Brief Review — Accuracy of Artificial Intelligence-Based Photographic Detection of Gingivitis

DeepLabv3+ for Gingivitis Segmentation

Sik-Ho Tsang
3 min readJul 23, 2024
Left: Input Image, Middle, Ground-Truth Segmentation, Right: Predicted Segmentation

Accuracy of Artificial Intelligence-Based Photographic Detection of Gingivitis,
DeepLabv3+ for Gingivitis Segmentation, by The University of Hong Kong, Guangdong University of Technology, The National University of Malaysia, Hong Kong Chu Hai College
2023 Elsevier IDJ, Over 20 Citations (Sik-Ho Tsang @ Medium)

Biomedical/Medical Image Segmentation
2022
[UNETR] [Half-UNet] [BUSIS] [RCA-IUNet] [Swin-Unet] [DS-TransUNet] [UNeXt] [AdwU-Net] [TransUNetV2] [Swin-SFTNet] 2023 [DCSAU-Net] [RMMLP] [BTS-ST]
Summary: My Healthcare and Medical Related Paper Readings and Tutorials
==== My Other Paper Readings Are Also Over Here ====

  • Gingivitis is one of the most prevalent plaque-initiated dental diseases globally.
  • Frontal view intra oral photographs fulfilling selection criteria were collected, with gingivitis condition labeled as healthy, diseased, questionable, or background for each pixels.
  • DeepLabv3+ is used for image segmentation for monitoring of the effectiveness of patients’ plaque control.

Outline

  1. Data Collection
  2. DeepLabv3+
  3. Results

1. Data Collection

Criteria

Consecutive participants were recruited amongst patients attending the Comprehensive Dental Clinic of the University Dental Hospital from 2020 to 2022 according to the selection critera as shown above.

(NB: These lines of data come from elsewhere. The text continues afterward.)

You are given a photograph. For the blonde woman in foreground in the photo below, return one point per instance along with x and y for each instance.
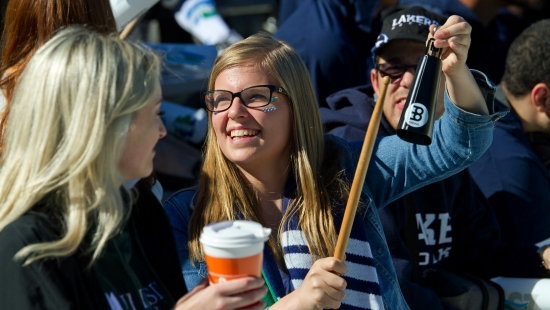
(85, 119)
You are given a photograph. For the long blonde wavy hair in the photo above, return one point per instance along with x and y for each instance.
(71, 112)
(225, 194)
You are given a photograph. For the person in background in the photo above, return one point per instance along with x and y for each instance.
(493, 28)
(453, 227)
(512, 174)
(68, 233)
(267, 160)
(330, 38)
(201, 19)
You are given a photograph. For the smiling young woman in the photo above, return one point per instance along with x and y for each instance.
(267, 160)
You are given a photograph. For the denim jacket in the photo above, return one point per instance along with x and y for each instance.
(396, 168)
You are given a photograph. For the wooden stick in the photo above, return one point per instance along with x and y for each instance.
(130, 27)
(360, 173)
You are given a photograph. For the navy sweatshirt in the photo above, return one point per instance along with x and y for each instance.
(457, 230)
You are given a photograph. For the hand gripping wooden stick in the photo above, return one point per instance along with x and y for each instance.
(360, 173)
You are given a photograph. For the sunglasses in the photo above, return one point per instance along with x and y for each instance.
(394, 71)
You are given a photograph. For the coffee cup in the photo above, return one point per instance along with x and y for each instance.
(233, 249)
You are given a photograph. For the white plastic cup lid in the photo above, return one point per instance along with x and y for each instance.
(233, 234)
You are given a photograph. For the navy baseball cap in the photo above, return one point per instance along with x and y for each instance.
(411, 23)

  • Frontal view intraoral photographs were taken using a digital single-lens reflex (SLR) camera (EOS 700D, Canon) with a macro lens (EF 100mm f/2.8, Canon) and a ring flash (Marco Ring Lite MR-14EX, Canon).
START-2015 Flow Diagram

The sample size used for training the AI system was based on a recent study on using AI to detect periodontitis, which featured around 450 training datasets.

  • The gingival conditions of the collected intraoral photographs were labelled by a calibrated assessor, who was a dentist, and based on visual assessment on a computer monitor (P2419H 23.8” W-LED monitor, Dell):
  1. Healthy: pink, smooth, no bleeding
  2. Questionable: red, rough, swollen
  3. Diseased: white/red patches, generalised redness, ulcers, swollen, bleeding
  4. Background: Remaining pixels.
  • One week later, 10% of all photographs were labelled again by the same assessor to measure the intra-assessor reliability in diagnosis of gingival conditions (healthy, diseased, or questionable). The kappa value of 0.92 was measured which shows high reliability of assessor.

Around 450 photographs were randomly designated as training datasets by randomisation table, and the rest of the photographs were designated as validation datasets.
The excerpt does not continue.